Giovannoni hopes the new developments will spur a large-scale return of the most profitable clientele, young and childless urban professionals, adding that many of the restaurant's longtime patrons now show up with kids in tow, asking for high chairs instead of tall schooners of beer.

Fred Parker, founder of Hard Times Cafe, also on King Street, welcomes the prospect of more people arriving with a craving for spicy fare.

"Traditionally, the chili business slows down in the summer, but hopefully this will give our business a boost in the hot weather," Parker said.

Jay Thomas, who owns a Kwik Kopy printing shop near the waterfront, is weighing the pros and the cons. He began getting nervous about the potential effect on parking and auto congestion, which could make it hard for his regular patrons to reach him, after he began noticing the immense scale of the construction projects underway. He said local tourism officials have tried to reassure him by stressing that any losses he might suffer would be offset by the potential to score new contracts selling marketing materials to conventioneers.

"It was a little scary, a threat, when it first began coming up, but [officials] are taking the position it is an opportunity," Thomas said.

Parking is a major concern. Alexandria is developing plans to encourage people to walk or bicycle from place to place, and it has set aside $200,000 to create a shuttle bus to transport visitors from the waterfront to the King Street Metro station. Officials say they hope the transit service will be free to encourage people not to drive. They believe the half-dozen parking garages scattered throughout the core of Old Town can accommodate most of the motorists.

"Building more parking garages is not an attractive option, because it only adds to the numbers of cars on the road," said Richard Baier, Alexandria's director of transportation and environmental services. City, regional and state transportation officials will gather in Alexandria on April 19 to explain plans for dealing with auto congestion, including traffic problems relating to National Harbor and the Wilson Bridge, and Baier said residents with questions should try to attend.

Others question whether an increase in tourists could end up drawing businesses that cater to vacationers: fudge stores, tattoo parlors and funky T-shirt emporiums. Landrum, of the economic development partnership, is quick to quash that vision: She says the city's zoning ordinance and special use permitting process will allow officials to weed out what she called "down-market uses and undesirables."

Many residents seem to agree that the prospects are mostly positive.

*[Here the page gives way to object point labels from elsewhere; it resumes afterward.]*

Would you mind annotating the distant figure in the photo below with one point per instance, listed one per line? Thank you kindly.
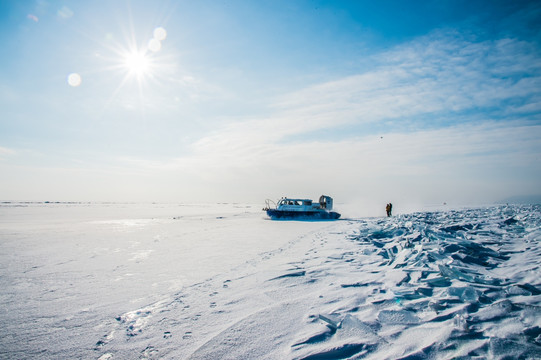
(389, 209)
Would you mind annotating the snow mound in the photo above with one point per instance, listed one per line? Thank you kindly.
(445, 285)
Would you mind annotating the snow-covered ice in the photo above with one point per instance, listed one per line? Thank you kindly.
(124, 281)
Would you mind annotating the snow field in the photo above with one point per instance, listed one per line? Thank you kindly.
(428, 285)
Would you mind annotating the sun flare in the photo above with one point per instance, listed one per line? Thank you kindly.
(137, 63)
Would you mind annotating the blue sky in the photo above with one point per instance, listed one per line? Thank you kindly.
(417, 102)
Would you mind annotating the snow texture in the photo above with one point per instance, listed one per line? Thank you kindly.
(113, 281)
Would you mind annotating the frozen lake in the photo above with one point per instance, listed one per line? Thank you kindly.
(110, 281)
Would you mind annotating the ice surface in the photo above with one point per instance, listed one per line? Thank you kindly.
(117, 281)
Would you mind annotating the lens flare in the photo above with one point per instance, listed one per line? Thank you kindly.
(137, 63)
(74, 79)
(160, 34)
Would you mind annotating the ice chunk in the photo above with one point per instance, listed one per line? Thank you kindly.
(331, 320)
(397, 317)
(467, 293)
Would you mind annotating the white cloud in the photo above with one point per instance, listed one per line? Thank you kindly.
(6, 152)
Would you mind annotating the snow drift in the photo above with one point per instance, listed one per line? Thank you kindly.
(439, 285)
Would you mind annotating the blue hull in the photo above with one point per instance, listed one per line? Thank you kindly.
(302, 215)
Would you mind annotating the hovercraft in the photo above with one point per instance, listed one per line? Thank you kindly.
(289, 208)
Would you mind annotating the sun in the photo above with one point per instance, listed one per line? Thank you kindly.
(137, 63)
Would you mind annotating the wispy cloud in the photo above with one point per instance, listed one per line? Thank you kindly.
(6, 152)
(490, 89)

"I think it will be a success, and I think Alexandria will benefit," said Bill Harvey, who lives in Alexandria's Carlyle development on the edge of Old Town.

But not everyone is convinced yet, especially those who fear being displaced because of economic activity generated by the mega-developments. They fear that the historic buildings will be preserved but not the residents who have lived in them.

"Alexandria is a historic town, and there is value for Alexandria in preserving what it has been," said Chuck Benagh, a resident of the Hunting Towers complex near the Wilson Bridge. "The human part is a big part of any community. Once you deport your elderly, you make it other than what it was."